Downtown will look quite different with no cars parked on the streets.  For one thing, traffic will be lighter without thousands of cars circling around looking for parking spots.  There won’t be any parking lots or gas stations.  All that ugly space will be gone, which will free up commercial real estate downtown and reduce property values.  As a result living and working downtown will become cheaper.  There will still be gas stations and RoboTrans will likely own its own located in industrial neighbourhoods for refueling its fleet.  There will be no taxis on the road because RoboTrans provides the same service but without a driver and at a much lower cost.  The UPS driver will likely also disappear.

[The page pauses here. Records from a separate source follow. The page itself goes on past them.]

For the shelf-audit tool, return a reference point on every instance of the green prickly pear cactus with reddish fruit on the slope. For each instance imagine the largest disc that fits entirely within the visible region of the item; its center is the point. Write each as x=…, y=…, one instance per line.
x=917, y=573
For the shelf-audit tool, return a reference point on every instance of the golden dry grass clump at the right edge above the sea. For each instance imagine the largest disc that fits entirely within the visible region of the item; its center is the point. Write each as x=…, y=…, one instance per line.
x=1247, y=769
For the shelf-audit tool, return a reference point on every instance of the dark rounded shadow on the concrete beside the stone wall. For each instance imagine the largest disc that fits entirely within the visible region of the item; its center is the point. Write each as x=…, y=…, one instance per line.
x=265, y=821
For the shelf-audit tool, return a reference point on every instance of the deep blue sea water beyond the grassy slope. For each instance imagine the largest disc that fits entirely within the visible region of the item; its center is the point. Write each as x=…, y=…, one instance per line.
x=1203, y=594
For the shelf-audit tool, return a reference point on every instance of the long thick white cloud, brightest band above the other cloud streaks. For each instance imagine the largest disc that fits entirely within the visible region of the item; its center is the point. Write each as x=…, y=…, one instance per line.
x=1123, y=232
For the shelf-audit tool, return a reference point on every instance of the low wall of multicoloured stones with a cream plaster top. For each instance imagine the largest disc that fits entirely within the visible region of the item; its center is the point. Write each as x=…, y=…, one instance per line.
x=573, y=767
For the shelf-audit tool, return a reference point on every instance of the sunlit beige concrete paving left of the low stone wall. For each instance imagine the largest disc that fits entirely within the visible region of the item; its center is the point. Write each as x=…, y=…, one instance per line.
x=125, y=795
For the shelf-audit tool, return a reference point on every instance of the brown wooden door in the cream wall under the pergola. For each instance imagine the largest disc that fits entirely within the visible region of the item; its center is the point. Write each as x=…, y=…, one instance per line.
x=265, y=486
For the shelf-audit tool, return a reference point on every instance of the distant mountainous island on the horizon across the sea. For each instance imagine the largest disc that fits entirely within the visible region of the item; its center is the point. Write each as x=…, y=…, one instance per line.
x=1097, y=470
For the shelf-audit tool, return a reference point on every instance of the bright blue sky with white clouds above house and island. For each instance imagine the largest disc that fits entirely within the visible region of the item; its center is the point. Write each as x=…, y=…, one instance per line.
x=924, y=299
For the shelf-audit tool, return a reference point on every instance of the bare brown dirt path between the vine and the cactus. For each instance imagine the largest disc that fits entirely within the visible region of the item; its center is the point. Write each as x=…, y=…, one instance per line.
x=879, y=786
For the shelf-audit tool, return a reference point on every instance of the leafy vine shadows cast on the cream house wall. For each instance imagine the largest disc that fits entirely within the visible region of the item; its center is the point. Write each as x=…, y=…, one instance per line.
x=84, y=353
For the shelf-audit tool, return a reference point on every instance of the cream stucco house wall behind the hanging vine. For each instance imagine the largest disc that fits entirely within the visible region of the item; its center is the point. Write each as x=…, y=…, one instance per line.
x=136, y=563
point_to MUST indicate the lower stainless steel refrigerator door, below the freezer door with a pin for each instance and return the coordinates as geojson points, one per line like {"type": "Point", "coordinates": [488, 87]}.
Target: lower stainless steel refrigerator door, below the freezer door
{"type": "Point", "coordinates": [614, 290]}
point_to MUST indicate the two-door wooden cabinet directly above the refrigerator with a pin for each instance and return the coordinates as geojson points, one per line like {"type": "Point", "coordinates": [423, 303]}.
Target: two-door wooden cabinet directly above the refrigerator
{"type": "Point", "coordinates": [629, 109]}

So why won’t I be owning or leasing a car in the future?  Let’s say I drive my car on average 2 hours each day.  That’s about 8% of the day.  The remaining 92% of the time it sits on my driveway or a parking lot.  If I share a vehicle with others then my cost per trip will drop significantly.  My home and property taxes will drop because my home will need a small lot when I no longer require a garage.  I also will no longer need to have a driver’s licence or learn to drive.  When I become old and infirm, it won’t be necessary to give up driving or my independence.



There will no longer be road collisions and be no need to purchase car insurance.  That complex and costly system for insuring drivers and vehicles disappears.  Most collision repair shops, towing operators and private rehabilitation providers will disappear as well.  Personal injury lawyers will see case loads fall significantly.   Just imagine a world where there are virtually no injuries and deaths from car crashes, better mobility for people who can't drive now, more efficient use of resources, and healthier, more vibrant cities.  We will finally stop obsessing about cars and focus on people and making our cities more livable.



Just as Henry Ford revolutionized society when he introduced the Model T over a hundred years ago, Google will take us to the next frontier when driverless cars hit the road in the next few years.